En tant qu’être humain, nous avons nous tous besoin de liberté et de diverses manières : liberté de parole, d’expression, de religion et de croyance, de nourriture, de penser et d’agir. Mais si notre liberté nous est retirée, nous oublions le besoin de liberté. C’est ce qui est arrivé progressivement à la population russe depuis 2000. Je peux en témoigner, année par année. J’ai été pendant 11 ans, un acteur des relations entre la France, « l’Occident » et la Russie de Boris Eltsine et de Vladimir Poutine. C’est un oukaze de 2006 du président russe, interdisant aux régions, oblast et républiques (pour moi celle du Tatarstan), toute représentation en dehors des organisations diplomatiques, consulaires et commerciales de la Fédération de Russie, qui a mis fin à des années de travail pour l’établissement de relations bilatérales et de coopération dans l’esprit de la démocratie française, à cette mission passionnante. En septembre 2013, j’ai participé en Sibérie la dernière étape du second volet du programme Chirac-Eltsine de coopération économique. La situation de ce côté oriental de l’Oural marquait déjà, malgré un fort dynamisme ambiant, un retour préoccupant aux habitudes anciennes du pouvoir russe.

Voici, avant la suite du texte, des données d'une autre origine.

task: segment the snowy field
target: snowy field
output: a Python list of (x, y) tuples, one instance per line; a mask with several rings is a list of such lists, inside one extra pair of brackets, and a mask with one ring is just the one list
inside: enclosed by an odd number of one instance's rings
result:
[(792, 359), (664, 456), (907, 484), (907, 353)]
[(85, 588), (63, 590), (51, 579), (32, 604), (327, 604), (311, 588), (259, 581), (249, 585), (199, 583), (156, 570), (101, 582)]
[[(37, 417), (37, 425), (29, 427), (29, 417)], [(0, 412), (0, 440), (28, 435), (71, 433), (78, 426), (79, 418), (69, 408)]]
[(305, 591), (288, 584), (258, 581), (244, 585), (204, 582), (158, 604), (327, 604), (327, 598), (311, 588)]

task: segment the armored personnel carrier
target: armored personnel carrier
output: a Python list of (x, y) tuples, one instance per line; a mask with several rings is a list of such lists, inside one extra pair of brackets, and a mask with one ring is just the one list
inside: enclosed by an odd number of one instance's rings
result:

Il faut donc aujourd’hui trouver le moyen diplomatique et culturel « d’enfermer » les russes en Russie dans un face à face avec le pouvoir en place. C’est seul le moyen pour le faire taire et le capture vivant. La seule possibilité de l’annihiler, de le changer et de laisser partir libre sa population. Refaire souffler un esprit de liberté en Russie afin que les Russes, qui en sont dignes, retrouvent la liberté de citoyens qu’ils méritent comme tout un chacun c’est possible. Cette liberté, ils l’ont épisodiquement connue sous Eltsine. Elle leur a été finalement arrachée, confisquée, non pas par « l’Occident », déjà trop prudent à l’époque, mais par la corruption de leurs élites et l’oligarchie. Tous les jours les ukrainiens meurent des suites de cette histoire.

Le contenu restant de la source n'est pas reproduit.